É importante saber que, atualmente, não cabe mais pedido de reconsideração. Caso encontre erro no tipo do benefício concedido ou no valor, é possível pedir revisão, mas, nos casos de negativa, as principais opções são: 

  1. Apresentar recurso administrativo (apesar de pouco efetivo);
  2. Ajuizar um processo judicial (caminho mais recomendado) ou; 
  3. Após 30 dias, fazer um novo pedido junto ao INSS.

Salve o laudo em PDF e revise com atenção: o que o perito concluiu? Quais exames e limitações foram considerados? Entre em contato com um advogado especialista que fará uma análise para definir se a melhor estratégia é apresentar um recurso ou propor uma ação judicial.

  • Onde consultar: Meu INSS > “Resultado de benefício por incapacidade”. 
  • Quando sai: geralmente no mesmo dia da perícia, à noite.
  • Se não conseguir online: ligue 135. 

Motivos mais comuns para a negativa e como resolver

Os motivos mais comuns para o auxílio-doença ser negado pelo INSS têm solução, o essencial é identificar o motivo no laudo e agir de forma prática. Confira os principais e como resolver cada um:

1. Incapacidade não comprovada

Se o perito não reconheceu a incapacidade para trabalhar, o caminho é reforçar as provas:

  • Marque consulta com o médico
  • Peça laudos mais detalhados (com CID), exames atualizados e relato da evolução clínica
  • Descreva com clareza as limitações funcionais, mostrando como a condição afeta suas tarefas no trabalho. 
  • Relatórios ocupacionais (por exemplo, do SESMT ou do médico do trabalho) também ajudam

2. Falta de carência ou perda de qualidade de segurado

Se o problema foi número insuficiente de contribuições ou interrupção no pagamento do INSS, vale revisar seu histórico no site Meu INSS: 

  • Confira se está no período de graça
  • Verifique se está contribuindo corretamente na categoria (CLT, MEI, doméstico etc.).

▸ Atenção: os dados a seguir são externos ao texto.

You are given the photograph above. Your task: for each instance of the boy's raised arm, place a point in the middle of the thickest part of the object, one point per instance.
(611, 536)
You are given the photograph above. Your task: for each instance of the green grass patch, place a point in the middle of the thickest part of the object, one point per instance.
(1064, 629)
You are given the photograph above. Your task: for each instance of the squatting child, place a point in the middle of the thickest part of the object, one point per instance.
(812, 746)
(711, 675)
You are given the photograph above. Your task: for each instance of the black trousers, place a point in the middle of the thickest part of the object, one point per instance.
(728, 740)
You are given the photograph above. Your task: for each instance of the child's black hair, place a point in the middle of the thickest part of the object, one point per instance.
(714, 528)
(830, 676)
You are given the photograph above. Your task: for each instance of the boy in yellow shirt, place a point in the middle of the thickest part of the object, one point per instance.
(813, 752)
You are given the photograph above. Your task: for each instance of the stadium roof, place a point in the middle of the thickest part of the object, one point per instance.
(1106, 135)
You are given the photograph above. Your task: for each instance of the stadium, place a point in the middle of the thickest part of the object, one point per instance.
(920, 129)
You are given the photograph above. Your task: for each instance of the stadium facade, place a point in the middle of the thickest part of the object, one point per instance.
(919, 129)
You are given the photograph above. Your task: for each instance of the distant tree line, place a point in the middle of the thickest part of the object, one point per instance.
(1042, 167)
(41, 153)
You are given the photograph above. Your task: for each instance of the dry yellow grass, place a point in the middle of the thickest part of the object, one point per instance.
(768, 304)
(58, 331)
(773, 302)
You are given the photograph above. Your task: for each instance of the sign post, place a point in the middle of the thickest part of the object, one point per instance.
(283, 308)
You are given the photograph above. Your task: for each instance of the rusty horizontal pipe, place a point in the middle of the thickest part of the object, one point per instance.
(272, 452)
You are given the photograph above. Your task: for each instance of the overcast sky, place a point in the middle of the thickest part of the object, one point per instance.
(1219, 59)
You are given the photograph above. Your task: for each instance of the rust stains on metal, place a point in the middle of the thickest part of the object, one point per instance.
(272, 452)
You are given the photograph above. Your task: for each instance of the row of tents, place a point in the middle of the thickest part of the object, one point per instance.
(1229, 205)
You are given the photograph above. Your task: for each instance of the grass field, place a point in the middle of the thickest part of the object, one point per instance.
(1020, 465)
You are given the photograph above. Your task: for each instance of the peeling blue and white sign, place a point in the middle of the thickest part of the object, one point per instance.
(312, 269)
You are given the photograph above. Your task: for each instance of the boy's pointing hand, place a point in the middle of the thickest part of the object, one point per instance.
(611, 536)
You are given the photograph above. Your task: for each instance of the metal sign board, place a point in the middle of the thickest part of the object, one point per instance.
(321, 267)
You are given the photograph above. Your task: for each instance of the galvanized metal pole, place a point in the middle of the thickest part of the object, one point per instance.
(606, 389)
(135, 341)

Atenção: contribuinte individual ou facultativo tem regras próprias.

3. Documentação fraca ou incompleta

O INSS exige documentos completos e organizados: RG, CPF, comprovante de endereço, laudos médicos e receituários. Reúna tudo, organize por datas, peça ao profissional de saúde que detalhe o tempo previsto de afastamento e explique como a doença limita sua função. 

4. Falta na perícia

Se não conseguir comparecer, é fundamental que peça o reagendamento antes do horário e data marcados, pois só é permitido reagendar uma única vez. Esse pedido pode ser feito diretamente no site do Meu INSS ou ligando para o 135. 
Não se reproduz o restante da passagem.